29. An rf coupled implantable medical system comprising:

a transmitting unit;

a receiving unit including an implantable, electrically operated, medical device, rf energy receiving means, and a rechargeable power supply;

said transmitting unit including a power source and an rf energy transmitting means;

said receiving unit including control means coupled to said rechargeable power supply and to said implantable medical device for adjusting the charging current flowing into said rechargeable power supply; and,

mode selection means for controlling the supply of power in one of several modes of operation selected from one of: a) simultaneously operate the implanted medical device and recharge the rechargeable power supply from the transmitted rf energy, b) operate the implanted medical device exclusively from the rechargeable power supply, or c) operate the implanted medical device from the transmitted rf energy.

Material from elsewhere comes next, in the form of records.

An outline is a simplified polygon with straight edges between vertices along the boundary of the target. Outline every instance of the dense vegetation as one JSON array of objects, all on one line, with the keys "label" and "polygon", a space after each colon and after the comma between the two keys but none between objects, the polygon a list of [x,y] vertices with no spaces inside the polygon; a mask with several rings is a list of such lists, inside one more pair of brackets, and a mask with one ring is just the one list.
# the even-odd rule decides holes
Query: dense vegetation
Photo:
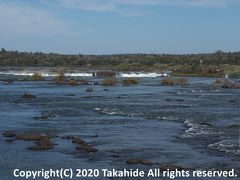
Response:
[{"label": "dense vegetation", "polygon": [[[217,51],[209,54],[115,54],[115,55],[62,55],[0,51],[0,66],[64,67],[81,70],[107,69],[113,71],[163,71],[177,76],[213,76],[224,74],[240,76],[240,52]],[[98,74],[114,76],[114,72]]]},{"label": "dense vegetation", "polygon": [[240,65],[240,52],[225,53],[217,51],[211,54],[117,54],[117,55],[61,55],[53,53],[26,53],[17,51],[0,51],[1,66],[115,66],[120,69],[158,67],[171,65]]}]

30. An rf coupled implantable medical system of claim 29 further comprising memory means coupled to said control means for storing information for controlling an output signal from said implantable medical device.

31. An rf coupled implantable medical system comprising:

a transmitting unit;

a receiving unit including an implantable, electrically operated, medical device, rf energy receiving means, and a rechargeable power supply;

said transmitting unit including a power source, rf energy transmitting means, and transmitting control means coupled to said rf energy transmitting means for controlling the amount of rf energy transmitted to said receiving unit thereby to conserve on the amount of power obtained from said power source;

said receiving unit including second control means coupled to said rechargeable power supply and to said implantable medical device for adjusting the charging current flowing into said rechargeable power supply; and,

mode selection means for controlling the supply of power in one of several modes of operation selected from one of: a) simultaneously operate the implanted medical device and recharge the rechargeable power supply from the transmitted rf energy, b) operate the implanted medical device exclusively from the rechargeable power supply, or c) operate the implanted medical device from the transmitted rf energy.

32. An rf coupled implantable medical system of claim 31 further comprising memory means coupled to said second control means for storing information for controlling an output signal from said implantable medical device.